Closed rl15 closed 4 years ago
Started receiving several Gateway timeout errors @ 17:04:41 in Sequencescape connecting to labware:
A RestClient::GatewayTimeout occurred in labwhere_receptions#create:
504 Gateway Timeout
lib/lab_where_client.rb:32:in `post'
These continues until 17:32
17:22 via slack (edited for formatting):
steve 17:21 Looks like we have a few network issues. Lots of error messages from sequencescape and labwhere about 504 gateway timeouts.

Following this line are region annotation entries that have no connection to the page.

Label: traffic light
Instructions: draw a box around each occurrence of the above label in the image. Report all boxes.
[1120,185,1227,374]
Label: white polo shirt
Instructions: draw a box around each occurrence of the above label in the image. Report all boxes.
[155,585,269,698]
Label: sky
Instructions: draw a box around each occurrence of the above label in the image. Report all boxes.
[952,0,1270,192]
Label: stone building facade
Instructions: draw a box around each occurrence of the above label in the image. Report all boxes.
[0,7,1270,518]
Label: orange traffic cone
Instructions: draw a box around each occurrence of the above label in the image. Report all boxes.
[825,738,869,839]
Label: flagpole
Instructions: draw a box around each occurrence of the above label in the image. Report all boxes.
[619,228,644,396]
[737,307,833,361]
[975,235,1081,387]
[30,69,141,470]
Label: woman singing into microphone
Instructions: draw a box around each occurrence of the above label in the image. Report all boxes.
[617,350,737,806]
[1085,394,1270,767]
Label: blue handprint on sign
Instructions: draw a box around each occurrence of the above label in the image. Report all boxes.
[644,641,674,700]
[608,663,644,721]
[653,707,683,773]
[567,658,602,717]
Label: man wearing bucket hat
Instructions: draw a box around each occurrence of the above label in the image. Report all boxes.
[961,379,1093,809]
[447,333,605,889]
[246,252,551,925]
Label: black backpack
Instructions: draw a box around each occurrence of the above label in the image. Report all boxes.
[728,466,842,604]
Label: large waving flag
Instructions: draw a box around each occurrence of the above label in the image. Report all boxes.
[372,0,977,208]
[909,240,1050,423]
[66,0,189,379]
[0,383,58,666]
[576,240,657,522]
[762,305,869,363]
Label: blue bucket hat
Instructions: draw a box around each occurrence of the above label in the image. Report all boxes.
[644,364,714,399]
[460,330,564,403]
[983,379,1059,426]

emr 17:22 apparently memory is almost full in both :neutral_face: 1
emr 17:41 memory back to normal :+1: 1
Also at 17:08 from Sequencescape
A RestClient::Exceptions::ReadTimeout occurred in labwhere_receptions#create:
Timed out reading data from server
lib/lab_where_client.rb:32:in `post'
-------------------------------
Request:
-------------------------------
* URL : http://***Redacted***/labwhere_receptions
* HTTP Method: POST
* IP address : ***Redacted***
* Parameters : {"utf8"=>"✓", "labwhere_reception"=>{"user_code"=>"***Redacted***", "location_barcode"=>"postmanpat", "barcodes"=>["***Redacted***"]}, "asset_scan"=>"", "commit"=>"Update locations", "controller"=>"labwhere_receptions", "action"=>"create"}
* Timestamp : 2020-07-22 17:08:26 +0100
* Server : ***Redacted***
* Rails root : /var/www/sequencescape/releases/20200716092302
* Process: 20968
Servers were restarted by @emrojo at 17.39
Monit resource limit alert @Jul 22 2020 17:04:28 loadavg(1min) of 6.9 matches resource limit [loadavg(1min) > 4.0]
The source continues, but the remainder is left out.